On Globalization Problem of Multi-Hamiltonian Formalisms

TL;DR

This paper explores the extension of locally conformal geometric structures to multi-Hamiltonian systems, introducing new frameworks for modeling irreversible dynamics with rich geometric and Hamiltonian properties.

Contribution

It systematically extends locally conformal analysis to multi-Hamiltonian geometries, linking them to Nambu--Jacobi and generalized Jacobi manifolds, and constructs Hamiltonian dynamics for these structures.

Findings

Locally conformal Nambu--Poisson structures induce Nambu--Jacobi manifolds.

Locally conformal generalized Poisson structures induce generalized Jacobi manifolds.

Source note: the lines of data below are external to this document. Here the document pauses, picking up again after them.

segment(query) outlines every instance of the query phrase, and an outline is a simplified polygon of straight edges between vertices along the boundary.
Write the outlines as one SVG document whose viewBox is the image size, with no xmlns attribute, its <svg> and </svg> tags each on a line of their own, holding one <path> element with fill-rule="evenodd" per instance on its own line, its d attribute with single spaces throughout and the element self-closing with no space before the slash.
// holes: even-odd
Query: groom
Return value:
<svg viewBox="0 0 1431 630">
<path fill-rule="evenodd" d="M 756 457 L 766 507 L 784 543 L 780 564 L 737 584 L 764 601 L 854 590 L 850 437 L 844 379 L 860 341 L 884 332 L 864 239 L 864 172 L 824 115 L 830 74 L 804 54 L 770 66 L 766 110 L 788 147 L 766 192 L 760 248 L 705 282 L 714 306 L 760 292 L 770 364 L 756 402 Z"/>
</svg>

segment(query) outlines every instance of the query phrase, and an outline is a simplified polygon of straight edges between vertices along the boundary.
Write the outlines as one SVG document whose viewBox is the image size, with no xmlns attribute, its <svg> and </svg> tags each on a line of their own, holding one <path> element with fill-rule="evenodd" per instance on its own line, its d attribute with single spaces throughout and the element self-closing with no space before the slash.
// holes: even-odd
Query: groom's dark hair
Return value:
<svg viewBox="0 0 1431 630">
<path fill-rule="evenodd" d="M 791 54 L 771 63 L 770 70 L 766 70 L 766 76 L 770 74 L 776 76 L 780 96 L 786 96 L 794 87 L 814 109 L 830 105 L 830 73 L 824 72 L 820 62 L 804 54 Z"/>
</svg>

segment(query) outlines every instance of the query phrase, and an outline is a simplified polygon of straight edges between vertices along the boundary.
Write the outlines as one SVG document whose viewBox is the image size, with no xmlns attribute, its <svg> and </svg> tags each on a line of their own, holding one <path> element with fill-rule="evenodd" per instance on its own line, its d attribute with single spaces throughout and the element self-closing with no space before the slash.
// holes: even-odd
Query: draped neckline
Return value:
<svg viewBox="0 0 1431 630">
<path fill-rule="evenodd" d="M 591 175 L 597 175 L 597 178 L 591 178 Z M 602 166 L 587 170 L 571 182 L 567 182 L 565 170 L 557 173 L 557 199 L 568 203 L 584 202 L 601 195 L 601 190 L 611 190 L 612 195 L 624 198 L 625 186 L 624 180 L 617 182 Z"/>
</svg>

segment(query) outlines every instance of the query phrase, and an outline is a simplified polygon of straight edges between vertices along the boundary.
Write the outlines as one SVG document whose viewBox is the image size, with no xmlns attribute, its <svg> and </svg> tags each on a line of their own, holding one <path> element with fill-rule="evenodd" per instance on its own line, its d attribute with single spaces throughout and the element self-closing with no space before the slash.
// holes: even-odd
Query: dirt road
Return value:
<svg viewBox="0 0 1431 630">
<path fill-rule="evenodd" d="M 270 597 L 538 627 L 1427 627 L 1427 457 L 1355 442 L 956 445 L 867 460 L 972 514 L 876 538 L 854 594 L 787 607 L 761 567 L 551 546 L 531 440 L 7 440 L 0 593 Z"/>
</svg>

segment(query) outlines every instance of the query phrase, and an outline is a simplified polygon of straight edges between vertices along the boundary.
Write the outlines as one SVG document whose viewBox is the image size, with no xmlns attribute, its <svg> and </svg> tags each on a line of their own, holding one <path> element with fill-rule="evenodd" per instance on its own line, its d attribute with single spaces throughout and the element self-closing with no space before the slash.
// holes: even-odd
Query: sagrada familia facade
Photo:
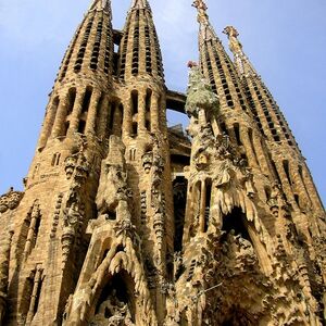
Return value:
<svg viewBox="0 0 326 326">
<path fill-rule="evenodd" d="M 325 325 L 309 168 L 237 30 L 224 29 L 231 60 L 193 7 L 200 59 L 183 95 L 165 86 L 148 0 L 122 32 L 110 0 L 91 3 L 24 191 L 0 197 L 1 325 Z"/>
</svg>

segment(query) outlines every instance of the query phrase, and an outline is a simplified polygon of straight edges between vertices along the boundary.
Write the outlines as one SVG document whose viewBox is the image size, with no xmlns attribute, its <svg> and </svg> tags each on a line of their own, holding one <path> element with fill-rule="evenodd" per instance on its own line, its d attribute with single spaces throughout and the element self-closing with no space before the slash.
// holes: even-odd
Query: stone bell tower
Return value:
<svg viewBox="0 0 326 326">
<path fill-rule="evenodd" d="M 112 84 L 111 7 L 93 1 L 50 93 L 24 195 L 7 195 L 21 200 L 1 216 L 7 228 L 1 239 L 13 233 L 8 325 L 61 324 L 86 254 L 87 222 L 96 216 Z"/>
<path fill-rule="evenodd" d="M 25 189 L 0 197 L 0 325 L 322 325 L 325 211 L 308 166 L 237 30 L 231 61 L 193 7 L 183 95 L 165 85 L 149 1 L 131 1 L 123 30 L 92 1 Z"/>
</svg>

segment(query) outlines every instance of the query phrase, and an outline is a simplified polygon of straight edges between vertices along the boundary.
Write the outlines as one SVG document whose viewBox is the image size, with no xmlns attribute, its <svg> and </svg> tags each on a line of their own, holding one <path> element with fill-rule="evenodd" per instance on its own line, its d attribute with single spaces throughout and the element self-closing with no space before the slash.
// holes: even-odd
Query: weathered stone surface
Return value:
<svg viewBox="0 0 326 326">
<path fill-rule="evenodd" d="M 233 63 L 193 7 L 186 98 L 164 84 L 148 1 L 122 32 L 92 1 L 24 192 L 0 197 L 1 325 L 322 325 L 323 204 L 237 30 Z"/>
</svg>

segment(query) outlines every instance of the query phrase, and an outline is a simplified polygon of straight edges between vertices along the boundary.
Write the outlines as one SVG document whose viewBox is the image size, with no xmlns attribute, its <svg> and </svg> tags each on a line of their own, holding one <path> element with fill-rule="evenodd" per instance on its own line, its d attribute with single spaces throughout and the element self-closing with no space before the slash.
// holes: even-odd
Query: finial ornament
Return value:
<svg viewBox="0 0 326 326">
<path fill-rule="evenodd" d="M 208 5 L 204 3 L 203 0 L 195 0 L 192 7 L 197 8 L 198 10 L 208 10 Z"/>
<path fill-rule="evenodd" d="M 223 29 L 223 33 L 226 34 L 228 37 L 235 37 L 235 38 L 237 38 L 239 36 L 238 30 L 234 26 L 226 26 Z"/>
<path fill-rule="evenodd" d="M 197 8 L 198 11 L 198 22 L 203 23 L 208 21 L 208 7 L 203 0 L 195 0 L 192 7 Z"/>
</svg>

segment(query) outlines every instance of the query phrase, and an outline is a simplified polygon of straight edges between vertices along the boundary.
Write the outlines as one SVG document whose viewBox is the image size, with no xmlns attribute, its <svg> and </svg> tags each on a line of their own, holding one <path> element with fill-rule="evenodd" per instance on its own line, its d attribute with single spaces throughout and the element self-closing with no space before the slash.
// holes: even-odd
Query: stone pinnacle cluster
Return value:
<svg viewBox="0 0 326 326">
<path fill-rule="evenodd" d="M 90 4 L 24 191 L 0 197 L 0 325 L 325 322 L 325 210 L 304 158 L 236 28 L 231 60 L 192 5 L 200 55 L 183 95 L 148 0 L 123 30 L 110 0 Z"/>
</svg>

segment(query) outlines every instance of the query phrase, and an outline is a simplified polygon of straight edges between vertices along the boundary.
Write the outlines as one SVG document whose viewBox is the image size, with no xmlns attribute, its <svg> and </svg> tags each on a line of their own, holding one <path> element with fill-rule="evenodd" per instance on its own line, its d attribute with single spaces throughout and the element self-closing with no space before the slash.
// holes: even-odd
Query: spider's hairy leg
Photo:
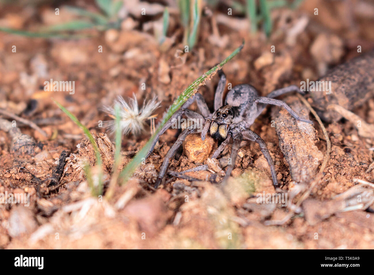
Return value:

Introduces locally conformal bi-Hamiltonian systems suitable for irreversible processes.

Abstract

The globalization problem arises when local tensor fields possess a given property (such as being symplectic or Poisson) but cannot be consistently extended to a global object due to incompatibilities on chart overlaps. A notable instance occurs in locally conformal analysis, where local representatives coincide only up to conformal factors. The locally conformal approach not only enables the definition of novel and rich geometric structures but also provides Hamiltonian formulations for irreversible systems, yielding physically meaningful dynamical consequences. While extensively studied for symplectic, cosymplectic, and Poisson geometries, its systematic extension to multi-Hamiltonian settings remains largely unexplored. In this work, we investigate locally conformally Nambu--Poisson and locally conformally generalized Poisson manifolds, showing that these structures naturally induce Nambu--Jacobi and generalized Jacobi manifolds, respectively. From a dynamical point of view, we construct Hamiltonian-type evolution equations, and for locally conformal $3$-Nambu structures, we introduce locally conformal bi-Hamiltonian systems. The resulting dynamics are particularly suitable for modeling irreversible multi-Hamiltonian processes, as they generally do not preserve the system's energy. Collectively, this work provides a unified framework for understanding both the geometric structures and Hamiltonian dynamics of classical, Nambu--Poisson, and generalized Poisson manifolds within a locally conformal context.